Things were a little bit quieter than normal towards the end of this week given that markets shut down on Thursday for the Thanksgiving break and that, during the day on Friday, major exchanges are only open during the early morning.
This has meant that, as compares to a normal day in the sector, the range of biotechnology inputs that have hit press has been somewhat limited. Normally, we get a spate of fresh data or regulatory developments on the wires throughout the sessions late on Wednesday and early into Friday morning and it is these fresh inputs that move markets as and when they hit press in this sector.

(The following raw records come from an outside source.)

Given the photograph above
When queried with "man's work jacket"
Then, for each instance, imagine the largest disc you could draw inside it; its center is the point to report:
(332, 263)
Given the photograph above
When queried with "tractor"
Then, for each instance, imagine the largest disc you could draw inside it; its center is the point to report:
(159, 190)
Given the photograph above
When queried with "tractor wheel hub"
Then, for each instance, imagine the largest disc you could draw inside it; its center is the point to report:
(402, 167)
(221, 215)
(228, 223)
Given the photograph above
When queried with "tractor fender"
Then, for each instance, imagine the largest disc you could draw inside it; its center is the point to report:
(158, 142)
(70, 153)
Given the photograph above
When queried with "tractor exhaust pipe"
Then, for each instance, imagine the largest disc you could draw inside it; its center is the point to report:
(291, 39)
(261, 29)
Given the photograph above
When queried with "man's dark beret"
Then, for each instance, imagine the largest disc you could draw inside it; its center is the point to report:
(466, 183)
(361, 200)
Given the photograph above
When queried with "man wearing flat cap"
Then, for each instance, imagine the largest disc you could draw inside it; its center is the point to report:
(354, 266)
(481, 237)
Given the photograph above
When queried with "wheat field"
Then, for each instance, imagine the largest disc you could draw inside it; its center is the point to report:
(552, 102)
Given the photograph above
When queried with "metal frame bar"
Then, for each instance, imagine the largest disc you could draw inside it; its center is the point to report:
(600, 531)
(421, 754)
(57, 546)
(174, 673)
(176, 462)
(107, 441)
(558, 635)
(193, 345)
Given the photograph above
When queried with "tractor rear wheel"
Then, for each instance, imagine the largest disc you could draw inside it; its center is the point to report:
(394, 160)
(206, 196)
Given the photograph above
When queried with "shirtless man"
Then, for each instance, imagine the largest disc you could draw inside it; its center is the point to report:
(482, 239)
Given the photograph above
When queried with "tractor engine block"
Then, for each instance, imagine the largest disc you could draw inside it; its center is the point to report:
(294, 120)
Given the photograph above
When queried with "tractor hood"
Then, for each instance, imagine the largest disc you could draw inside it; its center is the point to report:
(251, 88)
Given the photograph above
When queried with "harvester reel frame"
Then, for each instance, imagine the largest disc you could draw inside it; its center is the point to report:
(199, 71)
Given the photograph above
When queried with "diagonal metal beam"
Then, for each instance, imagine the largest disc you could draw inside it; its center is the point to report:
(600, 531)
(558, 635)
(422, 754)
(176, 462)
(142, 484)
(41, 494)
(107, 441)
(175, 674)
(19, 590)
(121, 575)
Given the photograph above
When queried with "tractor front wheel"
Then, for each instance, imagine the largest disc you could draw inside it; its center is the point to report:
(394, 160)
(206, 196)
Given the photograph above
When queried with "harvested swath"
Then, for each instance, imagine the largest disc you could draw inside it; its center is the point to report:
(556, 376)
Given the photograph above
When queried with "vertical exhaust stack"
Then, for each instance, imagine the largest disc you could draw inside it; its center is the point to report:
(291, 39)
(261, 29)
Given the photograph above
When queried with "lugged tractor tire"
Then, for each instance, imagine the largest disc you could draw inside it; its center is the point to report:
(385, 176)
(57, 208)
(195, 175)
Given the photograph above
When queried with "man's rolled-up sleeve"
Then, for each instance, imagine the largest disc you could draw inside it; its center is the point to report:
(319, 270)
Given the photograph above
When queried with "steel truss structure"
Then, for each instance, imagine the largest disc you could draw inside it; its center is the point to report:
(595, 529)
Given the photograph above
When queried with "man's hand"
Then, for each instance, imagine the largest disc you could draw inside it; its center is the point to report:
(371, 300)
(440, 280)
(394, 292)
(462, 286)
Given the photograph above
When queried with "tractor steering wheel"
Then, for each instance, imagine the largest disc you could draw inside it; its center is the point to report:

Oftentimes, however, if a company has something important to announce, it will wait until markets resume fully on Monday so as to glean full impact from the development, based on the assumption that a portion of market operators will sit out of action (even as markets reopen on Friday morning for the half-day session) and volume will only perk up again on the first full day of trading post-break.
With that said, however, we did get a couple of midweek releases, one of which caught our eye in the sense that it could well dictate sentiment well into next week and likely beyond as relates to the companies involved.
So, here’s what we are looking at.
The company in question is healthcare and biotechnology behemoth, GlaxoSmithKline plc (ADR) (NYSE:GSK). On Wednesday evening, GSK announced that the FDA approved its two-drug combination of dolutegravir with rilpivirine.
This is an HIV drug and, as many reading will already be aware, there are a variety of HIV drugs already on the market – many of which can be remarkably effective in controlling the virus in HIV-positive patients.
In response to the GlaxoSmithKline news, however, the healthcare space and the financial media are displaying a considerable amount of excitement – so why the excitement if there is already a range of drugs available to target this indication?
Well, because the GlaxoSmithKline drug, as mentioned above, is a combination of dolutegravir with rilpivirine. That means it is a two-drug combination, with patients requiring both treatments at the same time across a chronic treatment period.
The current standard of care treatments in the HIV space are all three or four-drug combinations.
There are a couple of reasons (primarily) why this is a big step forward in this space.
The first is relatively simple – the necessity to take two drugs as opposed to one both makes the regimen easier for the patient and can help to reduce the tolerability issues and side effects associated with taking a chronic administration regimen of any drug – especially those of the strength of these HIV antivirals.
The second (and really the most important as far as long-term treatment goes) is that the necessity to just use two (relatively new) antivirals is going to contribute heavily towards reducing the issue associated with long-term resistance to these drugs.
Patients with HIV have to take drugs pretty much their entire life and, when they start chronic regimens, there is a pretty wide base of treatments available to them. Over time, however, the combination therapies become less and less useful as the body builds up resistance to them. This resistance effect is amplified when a patient has to take at least three different drugs at the same time as part of a single regimen.
By narrowing this necessity down to two, not only can GSK’s regimen reduce the tolerability issues as described above, it also has the potential to dramatically increase the amount of time that this new regimen maintains efficacy and, in turn, offers a vital new therapy to patients who may have become resistant to the existing portfolio of available options.
So, while things were quiet in the market, GlaxoSmithKline released this incredibly important news and – in doing so – has put itself ahead of a whole host of competitors in the space that were also trying to develop two-drug regimens for HIV patients.
Sticking in this arena, the next one of these sorts of drug regimens to go up in front of the FDA is a Gilead Sciences, Inc. (NASDAQ:GILD) asset, a triple combination regimen of bictegravir and emtricitabine/tenofovir alafenamide.
Markets now turn to this outcome as the next major catalyst in HIV space.